Menna Pierantonio, Salvatorelli Emanuela, Minotti Giorgio
CIR and Drug Sciences, University Campus Bio-Medico of Rome, Department of Drug Sciences, G. d'Annunzio University of Chieti-Pescara, Italy.
Chem Res Toxicol. 2008 May;21(5):978-89. doi: 10.1021/tx800002r. Epub 2008 Apr 1.
Many antitumor drugs cause "on treatment" cardiotoxicity or introduce a measurable risk of delayed cardiovascular events. Doxorubicin and other anthracyclines cause congestive heart failure that develops in a dose-dependent manner and reflects the formation of toxic drug metabolites in the heart. Cardiovascular events may occur also with other chemotherapeutics, but the dose or metabolism dependence of such events are less obvious and predictable. Drugs targeted to tumor-specific receptors or metabolic routes were hoped to offer a therapeutic gain while also sparing the heart and other healthy tissues; nonetheless, many such drugs still cause moderate to severe cardiotoxicity. Targeted drugs may also engage a cardiotoxic synergism with "old-fashioned" chemotherapeutics, as shown by the higher than expected incidence of anthracycline-related congestive heart failure that occurred in patients treated with doxorubicin and the anti HER2 antibody Trastuzumab. Mechanism-based considerations and retrospective analyses of clinical trials now form the basis for a new classification of cardiotoxicity, type I for anthracyclines vs type II for Trastuzumab. Such a classification may serve a template to accommodate other paradigms of cardiotoxicity induced by new drugs and combination therapies. Of note, laboratory animal models did not always anticipate the mechanisms and/or metabolic determinants of cardiotoxicity induced by antitumor drugs or combination therapies. Toxicologists and regulatory agencies and clinicians should therefore join in collaborative efforts that improve the early identification of cardiotoxicity and minimize the risks of cardiac events in patients.

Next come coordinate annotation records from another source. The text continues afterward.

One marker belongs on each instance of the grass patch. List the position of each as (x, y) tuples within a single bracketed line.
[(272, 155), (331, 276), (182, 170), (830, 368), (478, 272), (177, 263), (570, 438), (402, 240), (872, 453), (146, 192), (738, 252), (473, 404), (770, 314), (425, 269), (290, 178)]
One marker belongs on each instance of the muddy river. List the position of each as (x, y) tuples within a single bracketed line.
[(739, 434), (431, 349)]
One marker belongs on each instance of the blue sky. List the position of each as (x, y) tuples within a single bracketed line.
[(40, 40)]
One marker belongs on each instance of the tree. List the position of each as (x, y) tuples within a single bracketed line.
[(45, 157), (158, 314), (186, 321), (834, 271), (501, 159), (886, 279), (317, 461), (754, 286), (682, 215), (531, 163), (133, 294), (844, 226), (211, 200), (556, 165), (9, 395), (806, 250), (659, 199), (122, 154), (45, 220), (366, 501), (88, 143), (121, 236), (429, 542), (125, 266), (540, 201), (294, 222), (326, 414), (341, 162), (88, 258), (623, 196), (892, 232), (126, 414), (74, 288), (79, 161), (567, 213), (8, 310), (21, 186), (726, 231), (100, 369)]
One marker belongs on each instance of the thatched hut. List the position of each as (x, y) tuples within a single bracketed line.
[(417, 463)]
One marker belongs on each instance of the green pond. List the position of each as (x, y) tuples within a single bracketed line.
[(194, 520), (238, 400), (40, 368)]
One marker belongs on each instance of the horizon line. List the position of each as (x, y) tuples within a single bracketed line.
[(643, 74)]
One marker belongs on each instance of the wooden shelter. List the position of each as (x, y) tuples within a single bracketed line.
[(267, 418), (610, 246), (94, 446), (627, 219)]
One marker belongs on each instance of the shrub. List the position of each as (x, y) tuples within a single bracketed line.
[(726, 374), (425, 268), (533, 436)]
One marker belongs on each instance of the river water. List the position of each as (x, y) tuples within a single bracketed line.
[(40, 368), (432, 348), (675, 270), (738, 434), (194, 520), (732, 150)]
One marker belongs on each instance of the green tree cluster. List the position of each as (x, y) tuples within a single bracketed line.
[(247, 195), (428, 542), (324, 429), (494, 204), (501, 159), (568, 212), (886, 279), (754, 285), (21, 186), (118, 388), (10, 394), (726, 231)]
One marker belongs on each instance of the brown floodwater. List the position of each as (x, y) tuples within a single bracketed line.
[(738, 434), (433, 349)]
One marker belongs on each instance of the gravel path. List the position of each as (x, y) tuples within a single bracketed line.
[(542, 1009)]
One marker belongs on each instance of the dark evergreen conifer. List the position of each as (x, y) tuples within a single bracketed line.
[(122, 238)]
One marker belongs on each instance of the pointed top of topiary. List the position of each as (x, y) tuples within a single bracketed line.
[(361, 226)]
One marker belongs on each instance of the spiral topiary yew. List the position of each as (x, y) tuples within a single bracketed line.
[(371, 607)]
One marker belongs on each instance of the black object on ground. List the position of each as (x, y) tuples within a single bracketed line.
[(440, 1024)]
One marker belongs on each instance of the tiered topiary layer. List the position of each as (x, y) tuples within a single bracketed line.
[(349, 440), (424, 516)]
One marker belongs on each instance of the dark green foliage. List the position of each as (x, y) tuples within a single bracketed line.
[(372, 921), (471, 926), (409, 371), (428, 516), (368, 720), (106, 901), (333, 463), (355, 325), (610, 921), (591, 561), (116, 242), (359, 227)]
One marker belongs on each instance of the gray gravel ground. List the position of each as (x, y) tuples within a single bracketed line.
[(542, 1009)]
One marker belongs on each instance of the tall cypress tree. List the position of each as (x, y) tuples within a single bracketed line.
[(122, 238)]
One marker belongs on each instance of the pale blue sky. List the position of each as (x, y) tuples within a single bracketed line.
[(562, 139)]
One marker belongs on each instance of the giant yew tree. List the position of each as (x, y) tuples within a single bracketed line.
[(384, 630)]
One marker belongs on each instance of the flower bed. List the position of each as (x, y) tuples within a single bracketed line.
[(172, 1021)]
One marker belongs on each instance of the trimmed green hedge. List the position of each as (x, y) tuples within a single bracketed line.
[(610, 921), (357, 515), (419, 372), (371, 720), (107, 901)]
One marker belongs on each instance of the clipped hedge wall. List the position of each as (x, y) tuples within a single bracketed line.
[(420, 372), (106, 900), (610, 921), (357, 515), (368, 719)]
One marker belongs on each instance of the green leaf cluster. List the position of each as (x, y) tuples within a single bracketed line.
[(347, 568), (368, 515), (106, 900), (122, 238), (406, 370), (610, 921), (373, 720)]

许多抗肿瘤药物会导致“治疗期间”心脏毒性,或带来延迟性心血管事件的可测量风险。阿霉素和其他蒽环类药物会引发充血性心力衰竭,且呈剂量依赖性,这反映了心脏中有毒药物代谢产物的形成。其他化疗药物也可能引发心血管事件,但此类事件的剂量或代谢依赖性不太明显且难以预测。靶向肿瘤特异性受体或代谢途径的药物原本有望在治疗上取得成效,同时使心脏和其他健康组织免受损害;尽管如此,许多此类药物仍会导致中度至重度心脏毒性。靶向药物还可能与“传统”化疗药物产生心脏毒性协同作用,如使用阿霉素和抗HER2抗体曲妥珠单抗治疗的患者中,蒽环类药物相关充血性心力衰竭的发生率高于预期所示。基于机制的考量以及对临床试验的回顾性分析,现已成为心脏毒性新分类的基础,阿霉素所致为I型,曲妥珠单抗所致为II型。这样的分类可为适应新药和联合疗法诱发的其他心脏毒性模式提供模板。值得注意的是,实验动物模型并不总能预测抗肿瘤药物或联合疗法诱发心脏毒性的机制和/或代谢决定因素。因此,毒理学家、监管机构和临床医生应共同努力,改进心脏毒性的早期识别,并将患者心脏事件的风险降至最低。